- Born: Kuzma Andrianovich Andrianov 28 December 1904 Kondrakovo village (now Zubtsovsky District, Tver Oblast, Russia)
- Died: 13 March 1978 (aged 73) Moscow, Soviet Union
- Occupation: Chemist

= Kuzma Andrianov =

Kuzma Andrianovich Andrianov (Кузьма Андрианович Андрианов; 28 December 1904 — 13 March 1978) was a Soviet and Russian chemist and professor of Moscow Power Engineering Institute. Hero of Socialist Labour (1969). Four Stalin Prizes (1943, 1946, 1950, 1953).

== Biography ==
Kuzma Andrianovich Andrianov was born on 28 December 1904 (5 December in Old Style), 1904 in Kondrakovo village (now Zubtsovsky District, Tver Oblast, Russia). In 1930 he graduated from Chemical Faculty of Moscow State University. From 1929 to 1954 he worked at the All-Russian Electrotechnical Institute. In 1930—1932 he taught at Moscow Tannery Institute, in 1933—1941 — at D. Mendeleev University of Chemical Technology of Russia, in 1941—1959 at MPEI (professor since 1946).

In 1946-1953 he worked at the All-Russian Institute Of Aviation Materials. Since 1959 he was the Head of the Department of Polymer Synthesis at the Moscow Lomonosov Moscow State Institute of Molecular Biology. Since 1954 he also worked at Nesmeyanov Institute of Organoelement Compounds.

He was an Academician of the Academy of Sciences of the Soviet Union (1964; Corresponding Member since 1953), a member of CPSU since 1949 and an Honorary member of the Budapest Polytechnic University since 1965. He also was a Hero of Socialist Labour and a laureate of Lenin Prize.

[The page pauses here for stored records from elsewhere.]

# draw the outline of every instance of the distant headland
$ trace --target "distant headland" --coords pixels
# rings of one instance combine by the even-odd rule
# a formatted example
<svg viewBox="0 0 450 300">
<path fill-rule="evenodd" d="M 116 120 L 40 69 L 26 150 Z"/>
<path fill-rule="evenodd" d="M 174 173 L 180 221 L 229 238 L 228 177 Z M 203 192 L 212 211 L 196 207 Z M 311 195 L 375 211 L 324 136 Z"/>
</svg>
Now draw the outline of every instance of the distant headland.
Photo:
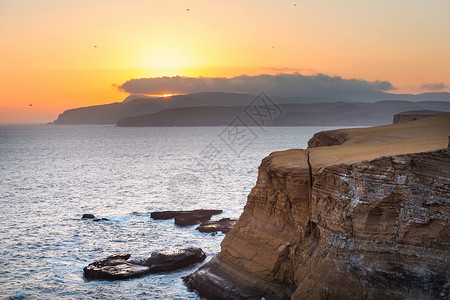
<svg viewBox="0 0 450 300">
<path fill-rule="evenodd" d="M 52 124 L 141 126 L 226 126 L 256 95 L 205 92 L 171 97 L 130 95 L 123 102 L 70 109 Z M 411 110 L 450 111 L 450 93 L 419 95 L 376 92 L 360 99 L 271 96 L 283 113 L 267 126 L 370 126 L 392 122 Z"/>
</svg>

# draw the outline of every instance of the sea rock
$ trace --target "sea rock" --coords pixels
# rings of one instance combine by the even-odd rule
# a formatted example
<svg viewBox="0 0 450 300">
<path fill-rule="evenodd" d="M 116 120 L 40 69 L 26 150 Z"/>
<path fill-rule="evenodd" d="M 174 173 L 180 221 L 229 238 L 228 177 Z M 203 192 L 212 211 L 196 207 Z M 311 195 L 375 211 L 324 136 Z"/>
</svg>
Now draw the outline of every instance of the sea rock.
<svg viewBox="0 0 450 300">
<path fill-rule="evenodd" d="M 83 214 L 82 219 L 94 219 L 95 216 L 93 214 Z"/>
<path fill-rule="evenodd" d="M 152 272 L 168 272 L 202 262 L 206 258 L 200 248 L 153 252 L 147 261 Z"/>
<path fill-rule="evenodd" d="M 272 153 L 186 285 L 206 299 L 448 299 L 448 128 L 450 114 Z"/>
<path fill-rule="evenodd" d="M 194 215 L 218 215 L 223 211 L 219 209 L 195 209 L 195 210 L 166 210 L 155 211 L 150 214 L 150 217 L 154 220 L 167 220 L 173 219 L 180 215 L 194 214 Z"/>
<path fill-rule="evenodd" d="M 183 213 L 188 213 L 188 211 L 180 211 L 180 210 L 178 210 L 178 211 L 175 211 L 175 210 L 154 211 L 150 214 L 150 217 L 153 220 L 168 220 L 168 219 L 173 219 L 176 216 L 179 216 Z"/>
<path fill-rule="evenodd" d="M 109 221 L 107 218 L 96 218 L 93 214 L 83 214 L 81 219 L 92 219 L 94 222 Z"/>
<path fill-rule="evenodd" d="M 184 214 L 180 216 L 176 216 L 175 219 L 175 225 L 178 226 L 190 226 L 195 224 L 200 224 L 202 222 L 208 221 L 211 219 L 212 215 L 210 214 Z"/>
<path fill-rule="evenodd" d="M 88 279 L 124 280 L 150 273 L 169 272 L 202 262 L 206 255 L 201 248 L 153 252 L 150 258 L 128 260 L 131 254 L 114 254 L 89 264 L 83 269 Z"/>
<path fill-rule="evenodd" d="M 152 212 L 150 216 L 154 220 L 175 219 L 176 225 L 189 226 L 208 221 L 213 215 L 218 215 L 222 212 L 222 210 L 211 209 L 158 211 Z"/>
<path fill-rule="evenodd" d="M 146 265 L 128 262 L 131 254 L 114 254 L 89 264 L 83 269 L 88 279 L 124 280 L 150 273 Z"/>
<path fill-rule="evenodd" d="M 226 234 L 231 230 L 231 228 L 233 228 L 234 224 L 236 224 L 236 221 L 237 220 L 232 220 L 230 218 L 223 218 L 218 221 L 203 222 L 195 229 L 200 232 L 211 233 L 221 231 L 222 233 Z"/>
</svg>

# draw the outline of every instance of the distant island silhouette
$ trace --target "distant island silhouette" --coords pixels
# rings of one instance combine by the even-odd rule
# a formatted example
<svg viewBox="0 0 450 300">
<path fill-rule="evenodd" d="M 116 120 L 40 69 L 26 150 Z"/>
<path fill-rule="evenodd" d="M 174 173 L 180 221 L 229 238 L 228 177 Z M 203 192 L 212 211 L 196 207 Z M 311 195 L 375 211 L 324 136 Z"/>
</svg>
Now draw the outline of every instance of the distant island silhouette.
<svg viewBox="0 0 450 300">
<path fill-rule="evenodd" d="M 118 126 L 226 126 L 256 95 L 205 92 L 171 97 L 130 95 L 123 102 L 66 110 L 53 124 Z M 419 95 L 376 92 L 361 100 L 329 97 L 271 97 L 283 114 L 267 126 L 382 125 L 409 110 L 450 111 L 450 93 Z M 246 125 L 255 125 L 245 122 Z"/>
</svg>

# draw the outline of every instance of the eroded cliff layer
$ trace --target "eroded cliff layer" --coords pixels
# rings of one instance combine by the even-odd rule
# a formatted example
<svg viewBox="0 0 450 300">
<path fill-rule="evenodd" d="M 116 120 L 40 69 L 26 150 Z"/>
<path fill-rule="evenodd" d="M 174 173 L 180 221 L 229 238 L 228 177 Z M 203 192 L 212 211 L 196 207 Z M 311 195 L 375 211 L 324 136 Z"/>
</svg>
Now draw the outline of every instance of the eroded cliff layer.
<svg viewBox="0 0 450 300">
<path fill-rule="evenodd" d="M 448 298 L 449 131 L 444 115 L 272 153 L 186 284 L 209 299 Z"/>
</svg>

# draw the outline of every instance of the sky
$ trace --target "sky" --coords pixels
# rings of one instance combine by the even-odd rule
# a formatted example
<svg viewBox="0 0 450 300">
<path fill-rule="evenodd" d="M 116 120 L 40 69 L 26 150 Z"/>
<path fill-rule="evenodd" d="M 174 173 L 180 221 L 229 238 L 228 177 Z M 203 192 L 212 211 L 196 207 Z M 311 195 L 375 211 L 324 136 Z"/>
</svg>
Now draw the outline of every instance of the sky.
<svg viewBox="0 0 450 300">
<path fill-rule="evenodd" d="M 450 92 L 448 0 L 0 0 L 0 40 L 0 123 L 122 101 L 140 78 L 323 75 Z"/>
</svg>

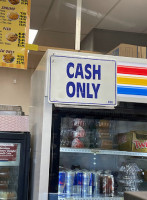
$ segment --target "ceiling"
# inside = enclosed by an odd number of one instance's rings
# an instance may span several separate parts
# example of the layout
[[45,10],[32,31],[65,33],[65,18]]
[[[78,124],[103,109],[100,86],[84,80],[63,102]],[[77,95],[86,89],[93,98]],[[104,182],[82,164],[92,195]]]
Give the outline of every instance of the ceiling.
[[[41,46],[74,49],[76,0],[31,0],[30,28]],[[147,0],[83,0],[81,40],[93,29],[147,33]],[[29,53],[29,68],[43,53]],[[36,56],[36,59],[35,59]]]

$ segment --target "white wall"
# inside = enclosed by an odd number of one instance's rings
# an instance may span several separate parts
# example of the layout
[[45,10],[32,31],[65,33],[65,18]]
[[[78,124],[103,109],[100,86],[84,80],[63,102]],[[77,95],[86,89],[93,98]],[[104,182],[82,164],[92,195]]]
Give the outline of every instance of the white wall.
[[[30,82],[33,69],[0,68],[0,104],[22,106],[29,114]],[[13,81],[16,80],[16,83]]]

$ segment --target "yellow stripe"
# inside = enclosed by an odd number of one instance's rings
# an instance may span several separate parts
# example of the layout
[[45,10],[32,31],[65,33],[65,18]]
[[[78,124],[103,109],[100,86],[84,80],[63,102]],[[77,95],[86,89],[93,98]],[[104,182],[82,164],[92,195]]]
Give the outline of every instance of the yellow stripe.
[[131,76],[117,76],[117,84],[127,85],[142,85],[147,86],[147,78],[131,77]]

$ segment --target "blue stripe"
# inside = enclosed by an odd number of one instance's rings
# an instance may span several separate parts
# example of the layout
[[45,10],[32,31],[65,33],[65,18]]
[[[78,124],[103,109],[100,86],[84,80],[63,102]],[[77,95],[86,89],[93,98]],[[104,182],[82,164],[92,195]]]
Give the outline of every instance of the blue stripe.
[[117,86],[117,94],[147,96],[147,87]]

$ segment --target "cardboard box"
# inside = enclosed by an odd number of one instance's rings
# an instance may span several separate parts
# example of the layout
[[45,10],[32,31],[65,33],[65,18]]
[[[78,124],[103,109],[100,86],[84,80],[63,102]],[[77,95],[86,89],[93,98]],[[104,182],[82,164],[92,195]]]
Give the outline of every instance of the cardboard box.
[[111,50],[108,54],[114,56],[147,58],[147,48],[131,44],[120,44],[115,49]]
[[144,181],[147,181],[147,170],[144,170]]
[[147,152],[147,132],[120,133],[118,145],[121,151]]
[[145,191],[132,191],[124,193],[124,200],[146,200],[147,192]]

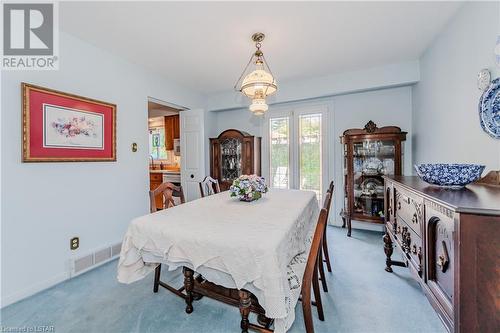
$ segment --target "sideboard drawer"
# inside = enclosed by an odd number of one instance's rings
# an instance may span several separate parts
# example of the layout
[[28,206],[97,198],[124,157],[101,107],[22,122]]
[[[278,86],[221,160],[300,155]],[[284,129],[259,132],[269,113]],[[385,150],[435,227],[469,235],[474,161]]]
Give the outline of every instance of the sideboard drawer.
[[420,238],[420,236],[417,235],[417,233],[403,221],[400,221],[397,225],[394,238],[401,247],[406,260],[410,262],[413,268],[415,268],[415,271],[418,273],[418,275],[422,277],[422,238]]
[[396,219],[403,219],[408,226],[422,238],[423,199],[401,188],[396,193]]

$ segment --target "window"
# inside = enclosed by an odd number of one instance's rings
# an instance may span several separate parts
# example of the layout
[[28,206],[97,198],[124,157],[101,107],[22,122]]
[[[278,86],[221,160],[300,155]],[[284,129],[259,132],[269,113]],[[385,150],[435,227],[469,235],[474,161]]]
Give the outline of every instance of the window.
[[269,186],[314,191],[321,200],[328,176],[325,119],[326,107],[269,111]]
[[165,128],[156,127],[149,130],[149,154],[154,160],[167,159]]
[[269,120],[271,186],[289,188],[290,122],[288,117]]
[[321,199],[323,184],[321,113],[299,115],[299,188],[316,192]]

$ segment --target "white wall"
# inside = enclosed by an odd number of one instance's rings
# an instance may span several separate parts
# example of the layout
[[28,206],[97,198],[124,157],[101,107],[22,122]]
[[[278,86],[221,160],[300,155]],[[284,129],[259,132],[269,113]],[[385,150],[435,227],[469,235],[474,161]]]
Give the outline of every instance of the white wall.
[[[148,212],[147,97],[205,103],[86,42],[60,38],[59,71],[2,73],[3,306],[68,278],[70,258],[121,241],[130,220]],[[21,82],[115,103],[117,162],[21,163]],[[80,237],[77,251],[69,250],[72,236]]]
[[[269,104],[334,96],[387,87],[406,86],[419,80],[418,61],[389,64],[358,71],[279,82],[278,92],[268,97]],[[207,110],[235,109],[246,106],[248,100],[233,90],[210,94]]]
[[413,89],[413,157],[416,163],[461,162],[500,169],[500,140],[479,124],[477,73],[500,74],[493,49],[498,2],[469,2],[422,56]]
[[[329,98],[313,99],[304,102],[275,104],[270,106],[272,112],[275,108],[286,106],[302,106],[307,104],[325,104],[329,116],[329,154],[333,165],[329,168],[329,178],[333,179],[336,187],[333,214],[330,223],[341,224],[339,213],[343,207],[343,170],[342,170],[342,145],[339,137],[348,128],[363,128],[373,120],[378,126],[395,125],[402,130],[410,132],[412,120],[411,87],[388,88],[362,93],[333,96]],[[262,118],[252,116],[245,109],[213,112],[215,114],[214,127],[211,136],[217,136],[223,130],[236,128],[250,134],[262,136],[264,123]],[[263,143],[265,144],[265,143]],[[404,170],[411,173],[411,135],[405,143]],[[267,165],[267,157],[262,156],[263,165]],[[366,223],[353,223],[353,227],[372,228]]]

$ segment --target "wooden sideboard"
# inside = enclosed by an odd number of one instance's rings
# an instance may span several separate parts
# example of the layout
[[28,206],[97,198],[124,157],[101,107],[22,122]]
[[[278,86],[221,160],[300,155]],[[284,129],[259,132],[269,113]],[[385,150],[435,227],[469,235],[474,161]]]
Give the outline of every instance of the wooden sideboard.
[[408,267],[448,331],[500,332],[500,187],[384,179],[385,270]]

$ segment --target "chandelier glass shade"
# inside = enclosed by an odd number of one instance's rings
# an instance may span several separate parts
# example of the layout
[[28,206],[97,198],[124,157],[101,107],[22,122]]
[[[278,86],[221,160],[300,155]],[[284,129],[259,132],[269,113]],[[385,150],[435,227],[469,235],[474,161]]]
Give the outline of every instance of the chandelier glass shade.
[[252,101],[249,109],[255,115],[262,115],[268,110],[266,97],[274,94],[278,89],[276,79],[267,65],[264,53],[260,50],[263,39],[262,33],[252,36],[257,50],[250,57],[250,61],[234,86]]
[[269,109],[265,98],[254,98],[249,106],[250,111],[256,116],[261,116]]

He died on 13 March 1978 in Moscow and was at Novodevichy Cemetery.

=== Scientific work ===
Andrianov was a specialist in the field of synthesis and technology of high-molecular compounds. In 1937 he was the first to synthesize polyorganosiloxanes. Since 1947 he has discovered the basic principles of synthesis of polymers with inorganic chains of molecules, including polyorganometallosiloxanes. He led the research of the synthesis of heat-resistant organosilicon polymers and materials based on them, which are widely used for the insulation of electrical machines, apparatuses, production of lubricants, plastics, paint and varnish coatings.